Vitrification is one of the leading techniques used in cryopreservation and could well be the key to cutting down the number of patients waiting on organ transplant lists. This technique rapidly thaws cryopreserved human samples without causing any harm to the tissue and is a revolutionary breakthrough for the medical world.
The art of cryopreservation lies in its ability to preserve tissue for an extended period at liquid nitrogen temperatures and then reverse the effects and bring them back without causing any damage. Being able to perfect this process would allow hospitals to store organs for long periods of time and fewer donations would go to waste. Currently, around 22 people die daily due to a lack or suitable organs in their area. However, the problem isn’t a shortage of donations, but how long we can keep the organ ‘on ice’ without being damaged beyond repair. Every year more than sixty percent of heart and lung donations are discarded because they’re unable to be kept ‘fresh’ for more than a few hours, long enough to reach the patient who needs it.
As written in the Science Translational Medicine as part of the University of Minnesota’s research, the team explains, “If only half of these discarded organs were transplanted, then it has been estimated that wait lists for these organs could be extinguished within two to three years.” One way in which to get around this issue would be to use cryopreservation and store the donated organs and tissue at temperatures between -80 to -190 degrees Celsius.

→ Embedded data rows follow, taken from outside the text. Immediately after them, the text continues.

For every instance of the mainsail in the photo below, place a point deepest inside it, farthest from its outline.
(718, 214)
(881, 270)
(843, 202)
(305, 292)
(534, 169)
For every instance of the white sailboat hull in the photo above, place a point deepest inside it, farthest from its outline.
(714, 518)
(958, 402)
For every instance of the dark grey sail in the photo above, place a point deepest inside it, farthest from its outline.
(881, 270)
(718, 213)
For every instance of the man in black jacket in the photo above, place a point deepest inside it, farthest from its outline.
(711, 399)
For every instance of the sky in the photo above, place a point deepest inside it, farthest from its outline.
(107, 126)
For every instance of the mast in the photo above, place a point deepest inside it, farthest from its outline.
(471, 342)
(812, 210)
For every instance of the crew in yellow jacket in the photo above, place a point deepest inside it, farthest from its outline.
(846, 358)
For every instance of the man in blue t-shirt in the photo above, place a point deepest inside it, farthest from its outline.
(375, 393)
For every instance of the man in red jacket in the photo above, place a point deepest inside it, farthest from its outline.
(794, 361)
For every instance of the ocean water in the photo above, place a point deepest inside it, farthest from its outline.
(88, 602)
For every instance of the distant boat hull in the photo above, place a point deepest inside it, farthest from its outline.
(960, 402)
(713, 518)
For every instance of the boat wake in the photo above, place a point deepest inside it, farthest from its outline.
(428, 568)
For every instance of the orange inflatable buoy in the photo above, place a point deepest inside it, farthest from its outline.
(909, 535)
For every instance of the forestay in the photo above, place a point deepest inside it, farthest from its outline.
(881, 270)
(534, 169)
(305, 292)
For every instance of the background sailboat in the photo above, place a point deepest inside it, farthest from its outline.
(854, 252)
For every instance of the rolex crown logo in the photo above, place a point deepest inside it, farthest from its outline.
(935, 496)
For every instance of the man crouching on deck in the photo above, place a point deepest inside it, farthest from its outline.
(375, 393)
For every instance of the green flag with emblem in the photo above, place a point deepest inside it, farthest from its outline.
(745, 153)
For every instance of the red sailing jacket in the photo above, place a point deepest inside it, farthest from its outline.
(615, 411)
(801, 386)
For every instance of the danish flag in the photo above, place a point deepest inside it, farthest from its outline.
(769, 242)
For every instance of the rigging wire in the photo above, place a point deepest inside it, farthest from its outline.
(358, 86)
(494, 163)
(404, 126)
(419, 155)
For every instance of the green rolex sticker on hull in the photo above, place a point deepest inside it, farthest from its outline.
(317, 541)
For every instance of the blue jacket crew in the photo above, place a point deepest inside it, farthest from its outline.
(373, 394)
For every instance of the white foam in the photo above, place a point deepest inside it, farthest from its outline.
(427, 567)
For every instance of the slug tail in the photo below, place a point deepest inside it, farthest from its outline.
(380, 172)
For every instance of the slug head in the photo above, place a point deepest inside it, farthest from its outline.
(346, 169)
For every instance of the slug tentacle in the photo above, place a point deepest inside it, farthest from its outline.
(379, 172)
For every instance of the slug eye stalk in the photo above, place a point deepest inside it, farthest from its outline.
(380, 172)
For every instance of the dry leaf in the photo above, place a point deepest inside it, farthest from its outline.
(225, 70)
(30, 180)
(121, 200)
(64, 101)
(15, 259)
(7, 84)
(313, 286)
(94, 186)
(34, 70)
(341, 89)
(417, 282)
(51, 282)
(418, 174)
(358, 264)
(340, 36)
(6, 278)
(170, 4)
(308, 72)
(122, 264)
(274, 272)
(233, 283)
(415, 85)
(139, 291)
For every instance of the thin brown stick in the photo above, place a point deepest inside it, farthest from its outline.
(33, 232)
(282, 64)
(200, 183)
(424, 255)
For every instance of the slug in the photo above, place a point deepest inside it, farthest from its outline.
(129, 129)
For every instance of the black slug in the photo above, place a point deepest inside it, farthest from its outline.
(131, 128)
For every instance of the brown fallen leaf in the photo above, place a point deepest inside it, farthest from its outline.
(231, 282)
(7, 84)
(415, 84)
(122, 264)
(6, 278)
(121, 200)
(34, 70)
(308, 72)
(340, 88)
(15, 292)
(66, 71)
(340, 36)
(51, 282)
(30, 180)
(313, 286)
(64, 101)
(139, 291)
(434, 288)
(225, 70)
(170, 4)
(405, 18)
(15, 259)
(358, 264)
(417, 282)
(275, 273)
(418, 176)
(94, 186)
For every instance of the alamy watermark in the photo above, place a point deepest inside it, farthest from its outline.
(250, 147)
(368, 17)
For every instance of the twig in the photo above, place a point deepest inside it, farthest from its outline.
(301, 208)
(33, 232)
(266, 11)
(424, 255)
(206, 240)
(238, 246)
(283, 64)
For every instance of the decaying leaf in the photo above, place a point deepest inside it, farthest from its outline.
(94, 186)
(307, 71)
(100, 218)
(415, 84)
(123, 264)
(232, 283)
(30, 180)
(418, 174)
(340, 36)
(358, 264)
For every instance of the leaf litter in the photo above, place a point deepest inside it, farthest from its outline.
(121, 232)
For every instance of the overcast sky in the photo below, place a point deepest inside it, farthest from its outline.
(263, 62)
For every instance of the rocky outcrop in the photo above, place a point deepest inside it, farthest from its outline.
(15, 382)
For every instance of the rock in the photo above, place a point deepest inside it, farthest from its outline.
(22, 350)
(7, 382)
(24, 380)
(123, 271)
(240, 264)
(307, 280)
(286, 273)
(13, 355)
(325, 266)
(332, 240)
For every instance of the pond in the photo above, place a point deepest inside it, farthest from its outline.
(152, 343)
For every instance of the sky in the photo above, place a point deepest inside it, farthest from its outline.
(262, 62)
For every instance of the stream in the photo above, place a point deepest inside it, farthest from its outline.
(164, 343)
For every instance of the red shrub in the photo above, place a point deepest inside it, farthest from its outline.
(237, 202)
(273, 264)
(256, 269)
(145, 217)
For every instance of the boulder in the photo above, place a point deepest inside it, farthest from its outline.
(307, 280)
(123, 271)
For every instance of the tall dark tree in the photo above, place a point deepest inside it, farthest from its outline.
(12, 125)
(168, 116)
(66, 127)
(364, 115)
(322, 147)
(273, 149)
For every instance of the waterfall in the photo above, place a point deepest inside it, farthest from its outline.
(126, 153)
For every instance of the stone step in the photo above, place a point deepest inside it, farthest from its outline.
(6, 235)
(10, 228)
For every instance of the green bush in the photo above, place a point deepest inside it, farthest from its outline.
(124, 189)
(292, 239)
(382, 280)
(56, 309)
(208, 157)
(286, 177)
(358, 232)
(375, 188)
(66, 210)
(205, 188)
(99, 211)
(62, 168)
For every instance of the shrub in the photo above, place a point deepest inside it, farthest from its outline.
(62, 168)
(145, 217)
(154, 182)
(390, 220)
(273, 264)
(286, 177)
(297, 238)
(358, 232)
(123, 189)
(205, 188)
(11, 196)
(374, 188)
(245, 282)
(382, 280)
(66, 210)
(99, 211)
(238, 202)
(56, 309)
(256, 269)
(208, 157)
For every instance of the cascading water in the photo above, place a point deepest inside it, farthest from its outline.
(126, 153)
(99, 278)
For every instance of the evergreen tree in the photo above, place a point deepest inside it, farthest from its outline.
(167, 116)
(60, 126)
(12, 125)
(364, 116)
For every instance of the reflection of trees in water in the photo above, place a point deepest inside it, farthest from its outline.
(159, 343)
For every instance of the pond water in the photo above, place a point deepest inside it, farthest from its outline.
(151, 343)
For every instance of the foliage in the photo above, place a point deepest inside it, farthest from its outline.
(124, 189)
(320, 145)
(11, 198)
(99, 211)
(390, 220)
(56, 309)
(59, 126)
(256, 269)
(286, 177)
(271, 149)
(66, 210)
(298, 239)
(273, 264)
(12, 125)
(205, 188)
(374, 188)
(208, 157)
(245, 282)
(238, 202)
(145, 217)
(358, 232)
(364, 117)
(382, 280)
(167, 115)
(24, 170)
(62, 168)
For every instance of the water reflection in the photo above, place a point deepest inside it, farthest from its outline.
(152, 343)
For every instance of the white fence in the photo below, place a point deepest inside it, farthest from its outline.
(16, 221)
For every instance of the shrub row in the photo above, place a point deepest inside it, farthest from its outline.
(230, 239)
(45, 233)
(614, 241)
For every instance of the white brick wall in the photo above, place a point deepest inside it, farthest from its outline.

Vitrification involves super-cooling at around -160 degrees Celsius and is already being used by companies such as Alcor in the cryonics of human brains. Through this process, donated organs could be stored long enough to be made use of and make it much easier to treat those in need. However, it seems it’s not the freezing part that’s the issue, but the thawing part instead. Previously, thawing tissue samples has been done by slowly warming it over ice, and while that works on smaller pieces of tissue, it just doesn’t work for larger pieces. So, that’s what the team in Minnesota has been working on, and they’ve now developed a technique that allows the rapid thawing of tissue samples without causing any damage to it.
John Bischof, a leader in the research, said, “This is the first time that anyone has been able to scale up to a larger biological system and demonstrate successful, fast, and uniform warming of hundreds of degrees Celsius per minute of preserved tissue without damaging the tissue.” The way in which they went about it is through the use of nanoparticles to heat the tissue evenly to prevent the formation of ice crystals. The team advised, “In the future, we believe that nanowarming can be applied to larger tissues and organs up to volumes of 1 liter and possibly beyond.”